Another big selling point that ISCI and Badr are hoping to make is that they are the wisest and most prudent in protecting the achievements of the once-oppressed Shiite majority population.

Ameri says they are the only ones that can balance deep and historic ties with Iran with their relationship with the US for the benefit of Iraq as a whole and the promotion of the political process as opposed to Sadr leveraging links with Iran to fight the US presence in Iraq.

"We are trying to strike a balance between the Grand Satan and the Axis of Evil," jokes Ameri, referring to Iran's favored label of the US and President Bush's reference to Iraq, Iran, and North Korea. Ameri says that they, too, like the Sadrists, want to see Iraq fully sovereign and free of US troops. The difference is that ISCI and Badr favor politics and negotiations.

There also is no indication that ISCI and Badr will abandon their strategy of overtly associating themselves with Iraq's most revered Shiite cleric, the Najaf-based Grand Ayatollah Ali al-Sistani, as they did in the 2005 elections when they used his image on pamphlets and posters promoting the UIA.

Abdul-Aziz al-Hakim shrugged off current efforts by some members of parliament to ban the use of images of religious clerics in campaign materials.

"These symbols are part of our identity and we want the voter to know who we are.

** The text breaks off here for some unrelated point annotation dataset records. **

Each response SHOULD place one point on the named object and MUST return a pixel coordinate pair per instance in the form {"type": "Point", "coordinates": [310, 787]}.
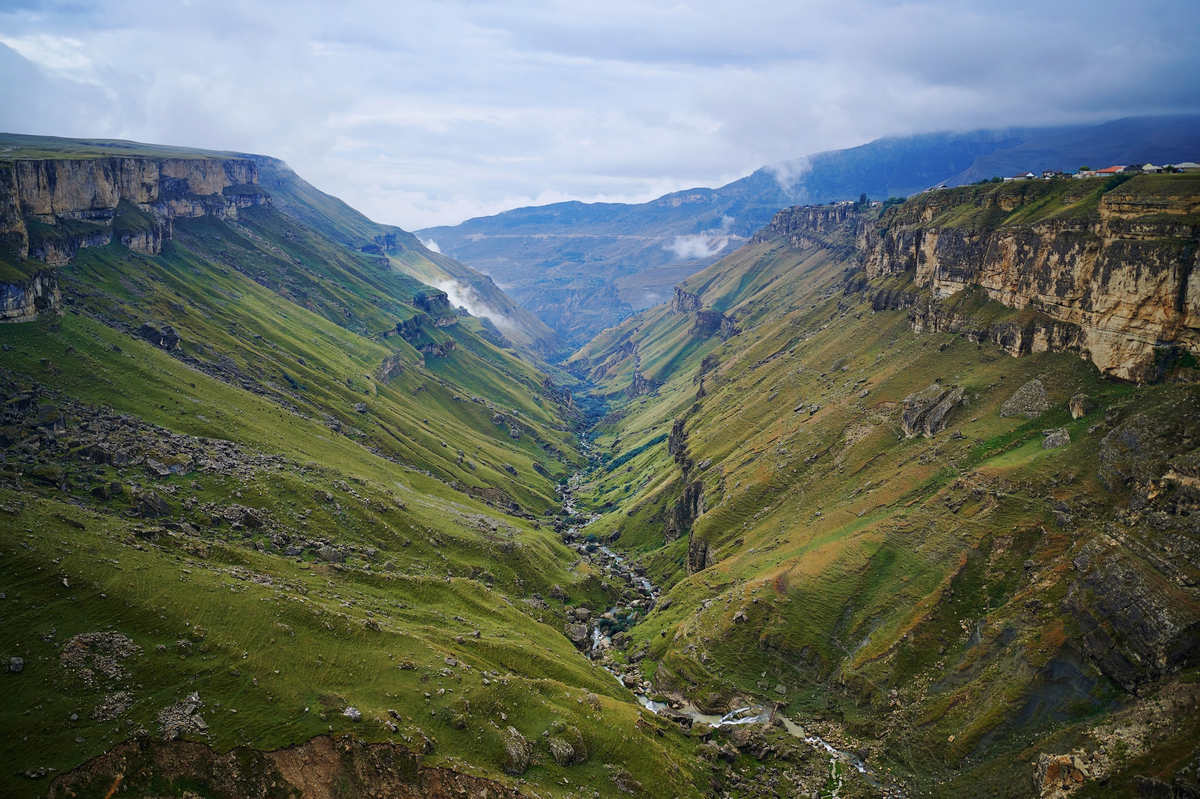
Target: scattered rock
{"type": "Point", "coordinates": [925, 412]}
{"type": "Point", "coordinates": [567, 745]}
{"type": "Point", "coordinates": [1059, 775]}
{"type": "Point", "coordinates": [1056, 438]}
{"type": "Point", "coordinates": [112, 707]}
{"type": "Point", "coordinates": [96, 656]}
{"type": "Point", "coordinates": [183, 719]}
{"type": "Point", "coordinates": [625, 781]}
{"type": "Point", "coordinates": [1080, 406]}
{"type": "Point", "coordinates": [576, 632]}
{"type": "Point", "coordinates": [516, 752]}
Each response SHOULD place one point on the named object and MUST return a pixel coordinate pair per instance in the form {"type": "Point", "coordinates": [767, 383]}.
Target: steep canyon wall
{"type": "Point", "coordinates": [52, 208]}
{"type": "Point", "coordinates": [1105, 272]}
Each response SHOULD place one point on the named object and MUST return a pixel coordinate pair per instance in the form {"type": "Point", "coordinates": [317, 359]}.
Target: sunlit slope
{"type": "Point", "coordinates": [342, 223]}
{"type": "Point", "coordinates": [934, 598]}
{"type": "Point", "coordinates": [303, 510]}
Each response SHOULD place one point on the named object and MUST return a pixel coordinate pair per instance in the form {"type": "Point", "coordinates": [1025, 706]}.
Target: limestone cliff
{"type": "Point", "coordinates": [23, 300]}
{"type": "Point", "coordinates": [52, 208]}
{"type": "Point", "coordinates": [1108, 272]}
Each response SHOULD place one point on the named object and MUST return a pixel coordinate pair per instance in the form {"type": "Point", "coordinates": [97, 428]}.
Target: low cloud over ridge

We want to campaign using the religious symbols that both we and the Iraqi people have faith in," Hakim told reporters in Najaf.

ISCI, previously known as the Supreme Council for the Islamic Revolution in Iraq, or SCIRI, was founded in 1982 in Iran by the late Muhammad Baqer al-Hakim when he was living in exile. Iran trained its armed wing at the time, Badr, to carry out operations across the border against Saddam Hussein's regime, with which it was immersed in war at the time.

Mr. Hakim returned to Iraq after the fall of the regime in 2003 and started preaching for a more active role of Iraq's traditionally quietist religious establishment in politics.

He was killed along with 84 others on August 29, 2003, as he left Najaf's Imam Ali mausoleum and mosque, one of the world's most revered sites for Shiites. The attack was blamed on extremists linked to Al Qaeda in Iraq.

[Editor's note: The original version misstated the type of elections scheduled for October. They are provincial elections. The original version also misstated the location of a meeting between Hadi al-Ameri and Moqtada al-Sadr. The two met in Iran.]